16 March 2023 | Trust blog
We believe that EVERY child is GIFTED and TALENTED and through modelling, demonstrating and expecting habits of excellence, all learners will have the knowledge, skills and understanding as well as resilience, aspirations and compassion to CHART THEIR OWN DESTINY.
The cooperative value of self-help is such an important aspect of the work we do and why we do it. As we nurture, guide and advise our young people on their journey through life, being able to become independent and confident in themselves is crucial. Veronica Lloyd-Richards led a superb assembly for Year 11s at Okehampton College this week where she described our lives like empty books. Each blank page is a new chapter in the story of who a young person is, and who they are becoming. For young children we help to write that page for them, providing scaffold and structure to succeed. As they travel through our schools and through life itself, self-help is what gives them the skills and the ability to begin to write their own story; to take charge of the blank page.
Self-help does not mean that any of us do it alone. Our values of solidarity and equity ensure that we are all held through connection and community as part of a culture of care. It does mean that we allow children to master the knowledge, skills and experiences that will give them confidence to be their best selves and to do their best work. This allows our young people to use their own efforts and resources to achieve, without relying on others whilst still being able to rely upon others.
It is fundamental to who we are as a Trust that we truly believe that every child is gifted and talented; our role as educators is to reveal them to allow them to flourish. One of my first school responsibilities many years ago was a the “Gifted and Talented” coordinator which meant producing endless lists of pupil lists with an expectation that we would track them because of what the past had told them about it. I can honestly admit that the role added very little to those young people and nor did it recognise the fundamental truth of potential in every young person we serve; a truth that I know is cherished and believed in by us all in our Trust.

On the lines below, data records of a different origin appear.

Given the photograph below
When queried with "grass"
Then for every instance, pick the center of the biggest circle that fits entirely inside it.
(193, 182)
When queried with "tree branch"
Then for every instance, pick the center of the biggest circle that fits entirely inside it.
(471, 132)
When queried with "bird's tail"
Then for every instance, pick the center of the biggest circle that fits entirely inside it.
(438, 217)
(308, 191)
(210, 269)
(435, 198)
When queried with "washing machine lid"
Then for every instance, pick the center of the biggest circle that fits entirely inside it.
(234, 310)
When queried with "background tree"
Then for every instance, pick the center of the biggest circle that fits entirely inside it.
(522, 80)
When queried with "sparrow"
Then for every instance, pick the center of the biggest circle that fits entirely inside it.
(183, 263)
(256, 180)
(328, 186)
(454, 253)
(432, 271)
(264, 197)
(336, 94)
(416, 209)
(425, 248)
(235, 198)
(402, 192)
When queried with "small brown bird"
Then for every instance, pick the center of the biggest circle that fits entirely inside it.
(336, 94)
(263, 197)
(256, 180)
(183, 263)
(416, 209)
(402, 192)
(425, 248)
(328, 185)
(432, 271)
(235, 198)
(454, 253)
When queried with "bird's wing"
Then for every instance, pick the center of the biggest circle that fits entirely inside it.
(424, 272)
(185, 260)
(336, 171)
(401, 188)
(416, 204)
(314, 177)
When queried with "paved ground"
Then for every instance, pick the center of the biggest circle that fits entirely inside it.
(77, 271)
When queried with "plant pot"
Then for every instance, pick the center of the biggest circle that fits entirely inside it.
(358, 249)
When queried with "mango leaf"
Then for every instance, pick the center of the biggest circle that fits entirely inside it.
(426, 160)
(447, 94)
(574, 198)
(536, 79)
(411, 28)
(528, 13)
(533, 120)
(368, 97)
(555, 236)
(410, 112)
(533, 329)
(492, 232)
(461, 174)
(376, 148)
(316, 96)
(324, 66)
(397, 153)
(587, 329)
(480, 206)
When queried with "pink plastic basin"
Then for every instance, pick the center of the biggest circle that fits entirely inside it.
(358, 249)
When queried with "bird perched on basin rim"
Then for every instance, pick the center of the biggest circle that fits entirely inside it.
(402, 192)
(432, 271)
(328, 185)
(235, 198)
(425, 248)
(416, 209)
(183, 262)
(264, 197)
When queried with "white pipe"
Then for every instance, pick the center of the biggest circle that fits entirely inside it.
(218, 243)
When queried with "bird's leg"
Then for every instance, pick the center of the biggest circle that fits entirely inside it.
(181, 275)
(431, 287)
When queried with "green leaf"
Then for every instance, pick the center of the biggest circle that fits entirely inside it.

Self-help is grounded within potential and independence, framed within the inter-dependence of connection, relationship and community. There are always times when we need to ‘do for’ our young people, to get to the point where we can ‘do with.’ Cultivating a culture and expectation of self-help is the greatest liberation we can give to children since its spirit is the root of all growth for an individual and therefore for the collective health and well-being of society.